BUENOS AIRES (Reuters) - Argentina clinched an 18-month financing deal worth $6 billion with six banks on Thursday, Finance Minister Luis Caputo told reporters, saying the government planned to tap international capital markets for $10 billion in 2017.
Sovereign bond issuance will start on Jan. 19, with a sale of $3 billion to $5 billion in U.S. dollar-denominated paper.
The sale will kick off an international financing program under which Argentina expects to sell $7 billion of dollar bonds and $3 billion of bonds in other currencies, Caputo told a news conference. He did not discuss specifics about bond maturities or interest rates.

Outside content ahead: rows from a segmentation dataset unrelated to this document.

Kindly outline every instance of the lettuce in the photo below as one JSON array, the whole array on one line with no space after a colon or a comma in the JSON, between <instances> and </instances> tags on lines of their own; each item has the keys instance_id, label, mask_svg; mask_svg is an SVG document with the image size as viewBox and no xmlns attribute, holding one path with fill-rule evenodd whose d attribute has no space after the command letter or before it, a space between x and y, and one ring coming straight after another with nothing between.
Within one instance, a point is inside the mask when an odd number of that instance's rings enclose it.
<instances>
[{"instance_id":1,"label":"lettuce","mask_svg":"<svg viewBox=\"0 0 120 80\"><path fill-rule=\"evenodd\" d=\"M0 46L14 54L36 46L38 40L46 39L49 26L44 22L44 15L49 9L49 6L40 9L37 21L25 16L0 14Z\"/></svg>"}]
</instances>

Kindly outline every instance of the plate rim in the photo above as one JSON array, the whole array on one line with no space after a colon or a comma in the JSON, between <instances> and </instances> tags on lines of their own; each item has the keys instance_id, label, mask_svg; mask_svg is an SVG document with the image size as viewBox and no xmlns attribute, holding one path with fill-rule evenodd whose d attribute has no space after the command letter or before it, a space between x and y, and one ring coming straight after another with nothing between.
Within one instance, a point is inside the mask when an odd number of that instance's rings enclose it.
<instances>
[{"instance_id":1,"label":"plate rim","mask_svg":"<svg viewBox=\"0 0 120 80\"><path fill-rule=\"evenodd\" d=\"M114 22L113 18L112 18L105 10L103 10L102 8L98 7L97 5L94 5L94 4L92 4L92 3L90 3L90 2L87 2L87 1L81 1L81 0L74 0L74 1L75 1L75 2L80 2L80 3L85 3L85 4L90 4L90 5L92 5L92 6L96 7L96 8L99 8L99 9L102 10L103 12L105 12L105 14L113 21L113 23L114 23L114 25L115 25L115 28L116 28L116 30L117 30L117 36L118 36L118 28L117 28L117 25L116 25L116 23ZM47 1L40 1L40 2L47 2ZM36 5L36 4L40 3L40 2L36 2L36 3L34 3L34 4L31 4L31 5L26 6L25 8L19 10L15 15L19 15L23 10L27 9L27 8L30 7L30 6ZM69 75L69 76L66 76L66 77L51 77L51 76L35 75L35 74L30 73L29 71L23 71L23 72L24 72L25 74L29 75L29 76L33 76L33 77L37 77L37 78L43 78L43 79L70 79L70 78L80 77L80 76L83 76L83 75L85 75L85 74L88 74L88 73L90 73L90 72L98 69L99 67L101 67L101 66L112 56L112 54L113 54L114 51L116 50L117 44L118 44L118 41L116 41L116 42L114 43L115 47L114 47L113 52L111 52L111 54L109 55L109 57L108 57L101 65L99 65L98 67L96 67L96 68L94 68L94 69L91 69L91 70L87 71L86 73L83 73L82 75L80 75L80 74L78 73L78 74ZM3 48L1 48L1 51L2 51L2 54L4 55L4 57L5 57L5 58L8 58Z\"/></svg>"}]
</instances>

The deal with the banks along with nearly $4 billion in planned multilateral borrowing from institutions including the World Bank and Inter-American Development Bank should reduce Argentina’s need to tap international capital markets.
“It’s very positive news for us,” Caputo said of the bank financing agreement, which he added would be backed by the country’s Bonar 24 bonds. The repo deal was priced at three month Libor plus 290 basis points.
The six banks chosen for the repo deal and dollar bond sale were Santander (SAN.MC), BBVA (BBVA.MC), Citibank (C.N), Deutsche Bank (DBKGn.DE), HSBC (HSBA.L) and JP Morgan (JPM.N), Thomson Reuters International Financing Review reported.
Caputo said Argentina also planned on Jan. 19 to sell $1 billion to $2 billion equivalent of peso-denominated ARS=RASL debt under local law, under a program in which the government plans in 2017 to issue $14 billion equivalent of peso-denominated obligations.